State law variations to watch for
Some states impose additional requirements on providers or payers during panel terminations. “Any willing provider” laws, which in some states require insurers to accept any qualified provider who meets their standards, may affect your ability to leave certain panels freely, or may govern how your exit is processed. The landscape varies considerably by state and payer type.
Do not rely on a generic guide (including this one) for state-specific requirements. Check your payer contract, your state’s insurance commissioner website, and your state licensing board before proceeding.
Preparing your practice for the transition
Some revenue disruption during a panel transition is realistic, and it’s better to plan for it than to hope it won’t come. Start building your private pay caseload before you drop the panel, not after. Update your website, psychology directory profiles, and any referral-facing materials to reflect your fee structure and whether you provide superbills.

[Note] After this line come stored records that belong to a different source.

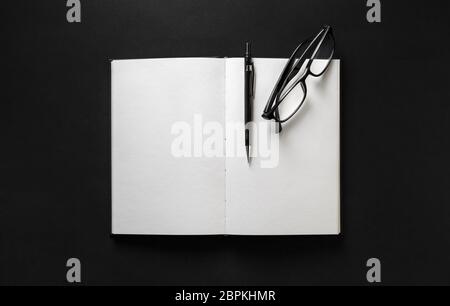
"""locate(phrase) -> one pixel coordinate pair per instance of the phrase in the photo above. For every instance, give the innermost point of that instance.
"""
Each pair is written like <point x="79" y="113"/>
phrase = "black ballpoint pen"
<point x="249" y="91"/>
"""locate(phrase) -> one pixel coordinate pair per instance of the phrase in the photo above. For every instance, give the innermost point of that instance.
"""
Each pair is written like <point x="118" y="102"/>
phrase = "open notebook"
<point x="155" y="192"/>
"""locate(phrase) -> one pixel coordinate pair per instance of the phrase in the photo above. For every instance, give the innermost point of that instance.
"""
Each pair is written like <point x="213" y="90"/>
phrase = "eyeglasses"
<point x="311" y="57"/>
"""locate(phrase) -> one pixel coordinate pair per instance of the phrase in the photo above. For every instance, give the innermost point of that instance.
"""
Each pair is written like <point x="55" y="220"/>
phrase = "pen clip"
<point x="252" y="80"/>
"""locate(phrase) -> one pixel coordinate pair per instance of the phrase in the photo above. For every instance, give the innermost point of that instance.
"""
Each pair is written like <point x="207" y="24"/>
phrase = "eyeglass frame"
<point x="271" y="109"/>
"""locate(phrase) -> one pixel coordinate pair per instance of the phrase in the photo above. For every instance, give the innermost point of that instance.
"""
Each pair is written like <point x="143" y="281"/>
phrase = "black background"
<point x="55" y="141"/>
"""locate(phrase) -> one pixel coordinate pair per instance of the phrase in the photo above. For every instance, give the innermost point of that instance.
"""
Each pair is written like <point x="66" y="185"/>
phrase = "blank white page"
<point x="154" y="192"/>
<point x="301" y="194"/>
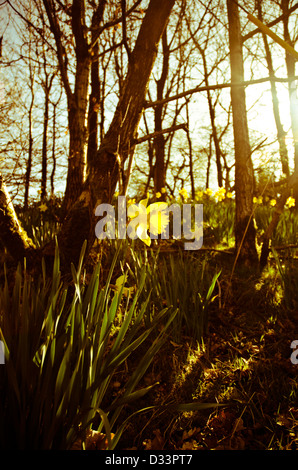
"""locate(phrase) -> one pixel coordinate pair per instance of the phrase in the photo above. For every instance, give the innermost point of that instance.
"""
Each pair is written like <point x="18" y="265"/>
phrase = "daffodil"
<point x="154" y="217"/>
<point x="257" y="200"/>
<point x="183" y="193"/>
<point x="220" y="194"/>
<point x="208" y="192"/>
<point x="43" y="207"/>
<point x="131" y="201"/>
<point x="290" y="202"/>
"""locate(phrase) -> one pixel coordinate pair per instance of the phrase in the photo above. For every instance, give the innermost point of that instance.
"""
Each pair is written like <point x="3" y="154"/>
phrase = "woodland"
<point x="143" y="343"/>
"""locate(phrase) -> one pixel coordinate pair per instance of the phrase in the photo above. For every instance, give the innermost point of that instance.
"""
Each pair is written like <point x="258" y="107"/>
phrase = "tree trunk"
<point x="13" y="237"/>
<point x="244" y="226"/>
<point x="77" y="118"/>
<point x="281" y="134"/>
<point x="103" y="168"/>
<point x="290" y="63"/>
<point x="159" y="140"/>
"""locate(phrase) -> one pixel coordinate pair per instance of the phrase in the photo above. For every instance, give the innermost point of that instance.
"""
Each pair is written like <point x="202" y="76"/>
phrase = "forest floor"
<point x="243" y="365"/>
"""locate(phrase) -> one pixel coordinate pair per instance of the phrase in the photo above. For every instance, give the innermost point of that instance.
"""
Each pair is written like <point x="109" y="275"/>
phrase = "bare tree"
<point x="244" y="178"/>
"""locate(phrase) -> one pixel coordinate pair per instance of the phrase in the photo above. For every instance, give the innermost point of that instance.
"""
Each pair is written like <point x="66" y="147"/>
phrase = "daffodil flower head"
<point x="208" y="192"/>
<point x="154" y="217"/>
<point x="183" y="193"/>
<point x="290" y="202"/>
<point x="43" y="207"/>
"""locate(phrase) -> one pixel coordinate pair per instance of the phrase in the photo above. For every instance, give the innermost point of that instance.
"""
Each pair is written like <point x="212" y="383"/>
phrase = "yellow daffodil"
<point x="154" y="217"/>
<point x="183" y="193"/>
<point x="257" y="200"/>
<point x="290" y="202"/>
<point x="220" y="194"/>
<point x="43" y="207"/>
<point x="208" y="192"/>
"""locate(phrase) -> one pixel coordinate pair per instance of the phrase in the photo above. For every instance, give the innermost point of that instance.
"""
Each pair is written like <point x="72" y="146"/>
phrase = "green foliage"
<point x="41" y="220"/>
<point x="62" y="348"/>
<point x="185" y="285"/>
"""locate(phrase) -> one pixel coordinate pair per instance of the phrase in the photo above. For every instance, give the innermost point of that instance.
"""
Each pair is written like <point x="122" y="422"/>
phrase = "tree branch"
<point x="198" y="89"/>
<point x="163" y="131"/>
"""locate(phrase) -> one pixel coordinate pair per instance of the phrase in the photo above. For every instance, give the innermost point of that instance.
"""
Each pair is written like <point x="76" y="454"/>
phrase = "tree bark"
<point x="244" y="226"/>
<point x="290" y="64"/>
<point x="159" y="140"/>
<point x="13" y="237"/>
<point x="103" y="170"/>
<point x="281" y="134"/>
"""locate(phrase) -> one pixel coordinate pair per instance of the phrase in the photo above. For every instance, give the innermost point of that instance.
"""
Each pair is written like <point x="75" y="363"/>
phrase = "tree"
<point x="244" y="178"/>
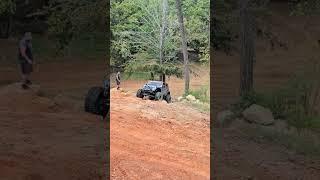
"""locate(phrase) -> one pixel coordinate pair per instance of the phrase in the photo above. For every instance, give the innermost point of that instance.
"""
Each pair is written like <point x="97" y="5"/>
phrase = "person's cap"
<point x="28" y="36"/>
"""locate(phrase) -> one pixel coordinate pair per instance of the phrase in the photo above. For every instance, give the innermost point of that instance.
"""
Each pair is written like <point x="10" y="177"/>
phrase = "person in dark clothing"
<point x="26" y="59"/>
<point x="118" y="80"/>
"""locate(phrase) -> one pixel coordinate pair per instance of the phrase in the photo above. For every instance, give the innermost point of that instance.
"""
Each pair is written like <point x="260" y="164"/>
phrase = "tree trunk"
<point x="184" y="47"/>
<point x="163" y="34"/>
<point x="247" y="48"/>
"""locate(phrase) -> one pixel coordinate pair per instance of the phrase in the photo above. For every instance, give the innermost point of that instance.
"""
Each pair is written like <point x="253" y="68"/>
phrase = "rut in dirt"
<point x="152" y="139"/>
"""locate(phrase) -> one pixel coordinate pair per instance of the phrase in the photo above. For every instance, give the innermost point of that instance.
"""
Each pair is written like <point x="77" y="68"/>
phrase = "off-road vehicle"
<point x="97" y="100"/>
<point x="155" y="90"/>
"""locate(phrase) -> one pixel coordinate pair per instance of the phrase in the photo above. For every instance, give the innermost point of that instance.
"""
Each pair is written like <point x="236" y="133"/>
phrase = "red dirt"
<point x="238" y="156"/>
<point x="45" y="139"/>
<point x="156" y="140"/>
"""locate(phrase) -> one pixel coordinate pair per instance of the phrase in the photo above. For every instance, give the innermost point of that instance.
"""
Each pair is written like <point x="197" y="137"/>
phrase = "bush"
<point x="203" y="94"/>
<point x="295" y="102"/>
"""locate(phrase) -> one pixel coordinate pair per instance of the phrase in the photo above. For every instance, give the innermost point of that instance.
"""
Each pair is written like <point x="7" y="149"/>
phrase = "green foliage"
<point x="69" y="19"/>
<point x="203" y="93"/>
<point x="295" y="102"/>
<point x="7" y="7"/>
<point x="139" y="22"/>
<point x="305" y="7"/>
<point x="145" y="63"/>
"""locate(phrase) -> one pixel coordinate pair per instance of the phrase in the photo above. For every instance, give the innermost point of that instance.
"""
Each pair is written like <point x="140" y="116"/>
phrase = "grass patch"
<point x="203" y="93"/>
<point x="202" y="107"/>
<point x="136" y="76"/>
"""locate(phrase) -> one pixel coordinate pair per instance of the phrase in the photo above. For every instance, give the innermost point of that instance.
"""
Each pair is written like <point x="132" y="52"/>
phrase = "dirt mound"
<point x="38" y="141"/>
<point x="14" y="98"/>
<point x="156" y="140"/>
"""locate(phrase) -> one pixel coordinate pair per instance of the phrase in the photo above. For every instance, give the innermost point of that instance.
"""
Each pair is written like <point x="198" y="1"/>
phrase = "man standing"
<point x="118" y="80"/>
<point x="26" y="59"/>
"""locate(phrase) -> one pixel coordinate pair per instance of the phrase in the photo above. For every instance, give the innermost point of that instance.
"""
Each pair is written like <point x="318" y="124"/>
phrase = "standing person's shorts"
<point x="26" y="68"/>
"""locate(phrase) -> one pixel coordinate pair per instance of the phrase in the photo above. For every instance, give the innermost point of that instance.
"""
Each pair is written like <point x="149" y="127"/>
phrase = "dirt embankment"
<point x="156" y="140"/>
<point x="238" y="155"/>
<point x="44" y="133"/>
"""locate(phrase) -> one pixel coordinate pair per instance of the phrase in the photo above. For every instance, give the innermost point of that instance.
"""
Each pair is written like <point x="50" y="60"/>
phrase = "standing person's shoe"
<point x="28" y="82"/>
<point x="24" y="86"/>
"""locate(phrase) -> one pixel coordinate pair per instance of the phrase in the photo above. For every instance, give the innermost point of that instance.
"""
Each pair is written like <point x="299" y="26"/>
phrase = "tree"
<point x="184" y="46"/>
<point x="163" y="34"/>
<point x="247" y="39"/>
<point x="150" y="42"/>
<point x="7" y="9"/>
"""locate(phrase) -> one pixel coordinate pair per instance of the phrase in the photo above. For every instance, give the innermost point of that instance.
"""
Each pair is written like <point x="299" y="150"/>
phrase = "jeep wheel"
<point x="139" y="93"/>
<point x="158" y="96"/>
<point x="94" y="101"/>
<point x="168" y="98"/>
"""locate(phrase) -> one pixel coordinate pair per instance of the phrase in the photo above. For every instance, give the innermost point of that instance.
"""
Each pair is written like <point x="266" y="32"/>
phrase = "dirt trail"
<point x="44" y="136"/>
<point x="237" y="155"/>
<point x="156" y="140"/>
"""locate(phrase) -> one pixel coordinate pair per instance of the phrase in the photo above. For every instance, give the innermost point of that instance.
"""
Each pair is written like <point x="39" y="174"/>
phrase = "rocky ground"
<point x="156" y="140"/>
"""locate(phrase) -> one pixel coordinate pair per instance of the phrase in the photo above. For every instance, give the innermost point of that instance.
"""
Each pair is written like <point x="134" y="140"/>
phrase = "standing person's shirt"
<point x="118" y="77"/>
<point x="28" y="46"/>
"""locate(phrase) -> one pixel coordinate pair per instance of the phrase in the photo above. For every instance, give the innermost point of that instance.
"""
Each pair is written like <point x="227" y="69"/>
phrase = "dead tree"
<point x="184" y="46"/>
<point x="247" y="38"/>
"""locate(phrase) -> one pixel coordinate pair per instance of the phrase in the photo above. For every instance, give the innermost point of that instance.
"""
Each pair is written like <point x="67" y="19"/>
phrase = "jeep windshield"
<point x="155" y="83"/>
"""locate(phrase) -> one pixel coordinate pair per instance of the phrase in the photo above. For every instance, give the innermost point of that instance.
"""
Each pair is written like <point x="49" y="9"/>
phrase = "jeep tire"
<point x="139" y="93"/>
<point x="94" y="101"/>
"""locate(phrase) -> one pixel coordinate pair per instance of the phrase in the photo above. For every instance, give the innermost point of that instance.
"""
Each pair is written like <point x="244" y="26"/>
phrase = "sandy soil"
<point x="44" y="133"/>
<point x="156" y="140"/>
<point x="241" y="155"/>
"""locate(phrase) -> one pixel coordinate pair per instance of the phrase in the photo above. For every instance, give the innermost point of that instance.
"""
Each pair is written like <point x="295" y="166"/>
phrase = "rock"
<point x="180" y="98"/>
<point x="191" y="98"/>
<point x="224" y="118"/>
<point x="16" y="88"/>
<point x="65" y="102"/>
<point x="281" y="125"/>
<point x="259" y="115"/>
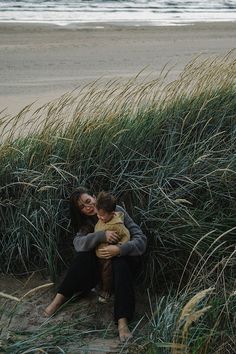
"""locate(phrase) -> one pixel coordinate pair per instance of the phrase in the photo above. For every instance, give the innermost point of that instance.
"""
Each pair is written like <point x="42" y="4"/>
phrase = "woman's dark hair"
<point x="79" y="221"/>
<point x="106" y="202"/>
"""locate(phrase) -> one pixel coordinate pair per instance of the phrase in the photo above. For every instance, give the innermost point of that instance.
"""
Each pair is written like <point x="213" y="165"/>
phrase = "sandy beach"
<point x="41" y="62"/>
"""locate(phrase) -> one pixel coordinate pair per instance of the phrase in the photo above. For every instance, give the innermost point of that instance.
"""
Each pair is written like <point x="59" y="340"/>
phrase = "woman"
<point x="83" y="274"/>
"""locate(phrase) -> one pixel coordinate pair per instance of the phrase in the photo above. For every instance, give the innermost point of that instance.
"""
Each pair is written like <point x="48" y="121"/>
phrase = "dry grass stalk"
<point x="188" y="308"/>
<point x="10" y="297"/>
<point x="30" y="292"/>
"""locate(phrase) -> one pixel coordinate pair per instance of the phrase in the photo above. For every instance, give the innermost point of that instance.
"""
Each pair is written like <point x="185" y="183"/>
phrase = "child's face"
<point x="105" y="216"/>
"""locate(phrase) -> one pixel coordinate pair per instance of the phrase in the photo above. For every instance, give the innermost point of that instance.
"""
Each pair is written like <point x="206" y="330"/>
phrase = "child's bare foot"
<point x="55" y="304"/>
<point x="123" y="329"/>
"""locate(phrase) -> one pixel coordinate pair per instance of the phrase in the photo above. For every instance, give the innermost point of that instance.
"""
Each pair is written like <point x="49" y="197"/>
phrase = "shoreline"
<point x="40" y="62"/>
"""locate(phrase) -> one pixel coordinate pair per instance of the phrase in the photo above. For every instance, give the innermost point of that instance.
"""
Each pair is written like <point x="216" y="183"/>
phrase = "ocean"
<point x="153" y="12"/>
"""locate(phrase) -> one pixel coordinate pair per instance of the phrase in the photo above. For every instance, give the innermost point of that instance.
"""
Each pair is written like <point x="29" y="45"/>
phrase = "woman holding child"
<point x="122" y="257"/>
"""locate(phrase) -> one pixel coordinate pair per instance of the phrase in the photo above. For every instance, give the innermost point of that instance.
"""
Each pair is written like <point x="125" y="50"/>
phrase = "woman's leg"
<point x="124" y="269"/>
<point x="82" y="275"/>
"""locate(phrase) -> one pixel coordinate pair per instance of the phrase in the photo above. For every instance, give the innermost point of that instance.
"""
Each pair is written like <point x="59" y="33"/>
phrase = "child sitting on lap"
<point x="109" y="220"/>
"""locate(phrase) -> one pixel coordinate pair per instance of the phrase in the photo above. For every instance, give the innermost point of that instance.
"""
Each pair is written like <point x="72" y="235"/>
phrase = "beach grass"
<point x="167" y="151"/>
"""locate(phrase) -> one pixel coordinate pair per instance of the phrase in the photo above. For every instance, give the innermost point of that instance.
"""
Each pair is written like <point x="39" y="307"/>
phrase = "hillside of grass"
<point x="168" y="153"/>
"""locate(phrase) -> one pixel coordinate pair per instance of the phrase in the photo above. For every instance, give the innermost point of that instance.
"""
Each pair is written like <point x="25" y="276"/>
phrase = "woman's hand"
<point x="109" y="251"/>
<point x="112" y="237"/>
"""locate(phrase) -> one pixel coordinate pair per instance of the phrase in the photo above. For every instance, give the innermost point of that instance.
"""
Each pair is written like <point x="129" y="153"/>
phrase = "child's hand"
<point x="109" y="251"/>
<point x="112" y="237"/>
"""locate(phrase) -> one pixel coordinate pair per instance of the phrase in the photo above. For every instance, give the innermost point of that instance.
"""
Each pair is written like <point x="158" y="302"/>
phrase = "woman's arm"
<point x="138" y="241"/>
<point x="84" y="243"/>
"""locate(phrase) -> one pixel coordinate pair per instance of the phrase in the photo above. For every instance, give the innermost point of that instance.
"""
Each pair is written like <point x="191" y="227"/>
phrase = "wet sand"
<point x="41" y="62"/>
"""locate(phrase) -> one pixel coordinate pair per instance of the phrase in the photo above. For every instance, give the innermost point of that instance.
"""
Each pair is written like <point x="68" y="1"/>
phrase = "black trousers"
<point x="84" y="275"/>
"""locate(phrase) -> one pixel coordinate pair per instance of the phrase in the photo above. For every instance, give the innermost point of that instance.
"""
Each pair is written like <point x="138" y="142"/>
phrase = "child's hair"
<point x="106" y="201"/>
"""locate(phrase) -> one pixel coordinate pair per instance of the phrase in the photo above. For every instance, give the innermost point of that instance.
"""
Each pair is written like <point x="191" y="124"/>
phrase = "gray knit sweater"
<point x="136" y="246"/>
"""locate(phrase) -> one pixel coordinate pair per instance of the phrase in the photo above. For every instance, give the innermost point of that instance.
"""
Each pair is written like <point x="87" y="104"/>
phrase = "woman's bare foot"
<point x="104" y="297"/>
<point x="58" y="300"/>
<point x="123" y="329"/>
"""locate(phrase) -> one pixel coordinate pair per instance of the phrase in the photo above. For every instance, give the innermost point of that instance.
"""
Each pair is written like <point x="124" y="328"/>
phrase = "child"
<point x="110" y="220"/>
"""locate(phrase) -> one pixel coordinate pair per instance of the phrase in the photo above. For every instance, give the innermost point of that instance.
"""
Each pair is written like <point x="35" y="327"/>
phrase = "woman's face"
<point x="86" y="204"/>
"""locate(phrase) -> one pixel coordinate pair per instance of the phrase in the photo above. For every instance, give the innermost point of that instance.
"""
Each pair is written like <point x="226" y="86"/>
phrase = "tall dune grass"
<point x="168" y="153"/>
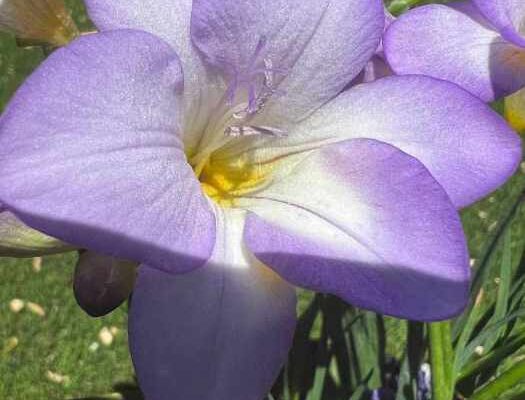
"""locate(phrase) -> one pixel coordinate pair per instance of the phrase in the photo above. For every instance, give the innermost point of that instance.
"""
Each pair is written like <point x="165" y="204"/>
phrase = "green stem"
<point x="441" y="358"/>
<point x="506" y="381"/>
<point x="493" y="359"/>
<point x="399" y="6"/>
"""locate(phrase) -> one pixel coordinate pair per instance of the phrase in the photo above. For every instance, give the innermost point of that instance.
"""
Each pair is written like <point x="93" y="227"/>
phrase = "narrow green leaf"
<point x="502" y="300"/>
<point x="505" y="382"/>
<point x="494" y="358"/>
<point x="441" y="358"/>
<point x="412" y="359"/>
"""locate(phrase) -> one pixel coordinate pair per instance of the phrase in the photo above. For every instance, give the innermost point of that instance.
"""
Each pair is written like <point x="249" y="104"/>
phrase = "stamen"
<point x="243" y="131"/>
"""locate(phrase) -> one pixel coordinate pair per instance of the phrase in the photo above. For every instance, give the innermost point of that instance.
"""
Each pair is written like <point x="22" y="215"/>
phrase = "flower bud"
<point x="102" y="283"/>
<point x="18" y="240"/>
<point x="41" y="21"/>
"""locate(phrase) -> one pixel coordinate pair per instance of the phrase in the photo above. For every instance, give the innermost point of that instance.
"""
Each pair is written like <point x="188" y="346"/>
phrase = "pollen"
<point x="226" y="181"/>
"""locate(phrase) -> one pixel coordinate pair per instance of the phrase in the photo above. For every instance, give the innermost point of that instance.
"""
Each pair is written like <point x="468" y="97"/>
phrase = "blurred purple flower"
<point x="479" y="45"/>
<point x="220" y="151"/>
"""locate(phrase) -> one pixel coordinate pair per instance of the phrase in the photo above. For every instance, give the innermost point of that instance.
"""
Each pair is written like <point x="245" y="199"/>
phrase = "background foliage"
<point x="340" y="353"/>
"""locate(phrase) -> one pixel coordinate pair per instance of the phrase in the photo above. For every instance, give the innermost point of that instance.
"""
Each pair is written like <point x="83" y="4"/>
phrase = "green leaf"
<point x="494" y="358"/>
<point x="412" y="359"/>
<point x="441" y="358"/>
<point x="505" y="382"/>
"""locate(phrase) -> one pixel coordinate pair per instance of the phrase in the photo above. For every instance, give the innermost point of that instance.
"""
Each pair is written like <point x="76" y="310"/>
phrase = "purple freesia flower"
<point x="221" y="152"/>
<point x="479" y="44"/>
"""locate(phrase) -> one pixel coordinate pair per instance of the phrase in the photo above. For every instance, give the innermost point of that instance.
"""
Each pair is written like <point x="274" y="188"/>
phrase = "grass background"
<point x="62" y="341"/>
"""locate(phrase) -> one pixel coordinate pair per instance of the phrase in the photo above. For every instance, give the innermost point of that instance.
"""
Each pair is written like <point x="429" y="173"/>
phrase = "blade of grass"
<point x="506" y="381"/>
<point x="494" y="358"/>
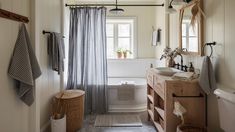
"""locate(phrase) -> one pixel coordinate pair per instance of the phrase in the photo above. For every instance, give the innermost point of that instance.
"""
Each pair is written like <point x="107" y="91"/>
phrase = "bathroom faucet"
<point x="181" y="62"/>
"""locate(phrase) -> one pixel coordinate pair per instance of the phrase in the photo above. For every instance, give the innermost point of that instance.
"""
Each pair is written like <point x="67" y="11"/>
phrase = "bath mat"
<point x="118" y="121"/>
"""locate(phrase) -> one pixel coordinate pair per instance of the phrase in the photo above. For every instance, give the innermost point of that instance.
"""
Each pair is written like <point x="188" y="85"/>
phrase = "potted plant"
<point x="58" y="117"/>
<point x="170" y="55"/>
<point x="119" y="53"/>
<point x="125" y="52"/>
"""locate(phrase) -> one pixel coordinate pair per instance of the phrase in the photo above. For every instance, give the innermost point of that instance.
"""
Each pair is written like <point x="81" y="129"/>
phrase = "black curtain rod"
<point x="113" y="5"/>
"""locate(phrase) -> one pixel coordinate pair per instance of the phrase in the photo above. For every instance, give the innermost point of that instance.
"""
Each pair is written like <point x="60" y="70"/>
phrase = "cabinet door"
<point x="159" y="86"/>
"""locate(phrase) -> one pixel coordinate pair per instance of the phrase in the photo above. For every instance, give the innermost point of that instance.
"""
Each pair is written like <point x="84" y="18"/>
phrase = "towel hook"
<point x="209" y="44"/>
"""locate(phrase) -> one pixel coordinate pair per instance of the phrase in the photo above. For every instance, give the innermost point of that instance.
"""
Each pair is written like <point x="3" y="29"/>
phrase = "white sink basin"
<point x="167" y="71"/>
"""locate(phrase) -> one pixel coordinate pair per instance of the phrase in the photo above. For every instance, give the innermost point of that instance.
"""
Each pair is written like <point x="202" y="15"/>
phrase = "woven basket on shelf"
<point x="73" y="102"/>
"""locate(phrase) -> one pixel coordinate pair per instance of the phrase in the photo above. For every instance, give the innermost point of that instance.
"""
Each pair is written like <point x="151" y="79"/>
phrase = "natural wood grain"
<point x="164" y="87"/>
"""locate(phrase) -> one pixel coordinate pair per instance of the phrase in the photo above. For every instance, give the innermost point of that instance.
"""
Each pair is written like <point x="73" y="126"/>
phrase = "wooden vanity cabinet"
<point x="162" y="92"/>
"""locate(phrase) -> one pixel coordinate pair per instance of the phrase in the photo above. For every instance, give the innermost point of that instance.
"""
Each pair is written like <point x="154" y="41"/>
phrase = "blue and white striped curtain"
<point x="87" y="66"/>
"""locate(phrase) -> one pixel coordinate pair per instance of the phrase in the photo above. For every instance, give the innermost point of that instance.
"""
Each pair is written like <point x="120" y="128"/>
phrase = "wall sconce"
<point x="170" y="9"/>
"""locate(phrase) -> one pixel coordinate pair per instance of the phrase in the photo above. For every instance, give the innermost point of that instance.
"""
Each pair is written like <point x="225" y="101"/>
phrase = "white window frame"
<point x="133" y="33"/>
<point x="187" y="23"/>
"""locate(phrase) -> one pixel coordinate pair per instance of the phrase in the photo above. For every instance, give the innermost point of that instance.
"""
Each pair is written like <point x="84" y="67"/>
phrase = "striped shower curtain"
<point x="87" y="66"/>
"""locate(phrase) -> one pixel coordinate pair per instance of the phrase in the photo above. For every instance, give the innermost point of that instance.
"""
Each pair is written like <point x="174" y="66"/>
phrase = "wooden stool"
<point x="73" y="102"/>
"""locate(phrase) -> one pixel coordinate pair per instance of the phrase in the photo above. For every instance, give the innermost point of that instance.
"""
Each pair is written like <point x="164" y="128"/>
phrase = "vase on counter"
<point x="170" y="62"/>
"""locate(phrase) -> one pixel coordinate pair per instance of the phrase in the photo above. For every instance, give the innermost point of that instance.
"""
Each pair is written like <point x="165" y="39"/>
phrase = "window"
<point x="189" y="36"/>
<point x="120" y="35"/>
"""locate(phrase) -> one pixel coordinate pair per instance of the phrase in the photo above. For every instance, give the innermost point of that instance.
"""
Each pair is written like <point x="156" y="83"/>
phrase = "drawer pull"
<point x="199" y="96"/>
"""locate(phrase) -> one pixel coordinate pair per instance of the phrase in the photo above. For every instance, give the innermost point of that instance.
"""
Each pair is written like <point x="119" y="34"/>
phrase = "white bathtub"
<point x="134" y="99"/>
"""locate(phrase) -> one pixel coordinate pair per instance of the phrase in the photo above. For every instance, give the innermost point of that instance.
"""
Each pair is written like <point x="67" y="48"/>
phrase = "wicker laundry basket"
<point x="73" y="103"/>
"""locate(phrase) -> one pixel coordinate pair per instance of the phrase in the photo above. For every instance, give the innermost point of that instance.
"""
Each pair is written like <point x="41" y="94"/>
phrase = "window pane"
<point x="184" y="43"/>
<point x="124" y="30"/>
<point x="110" y="48"/>
<point x="124" y="43"/>
<point x="193" y="44"/>
<point x="193" y="30"/>
<point x="110" y="30"/>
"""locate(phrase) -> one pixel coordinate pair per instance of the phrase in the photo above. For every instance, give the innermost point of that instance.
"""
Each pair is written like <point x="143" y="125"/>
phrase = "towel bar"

Strengthen your referral relationships with physicians, psychiatrists, and school counselors in your area. When you’re no longer listed in a payer’s in-network directory, word-of-mouth referrals become a more central part of how new clients find you. If you haven’t invested much in those relationships, now is a good time to start.
For clients who want to continue and have out-of-network benefits, providing superbills shifts the insurance relationship to them rather than ending it. A sliding scale for clients with genuine financial need lets you maintain some of those relationships without staying on the panel.
For more on how to think through the insurance-versus-private-pay decision at a practice level, see cash pay or insurance: Find the right payment model for your practice and 8 questions to ask when choosing between insurance and private pay.
The procedural steps here are a starting point. Your contract governs, your state law may add requirements, and any client in active crisis or complex treatment warrants individual clinical consideration before you set a termination date. None of that changes the core calculation: if a panel relationship is costing more than it returns in money, time, or clinical capacity, it’s worth a serious look.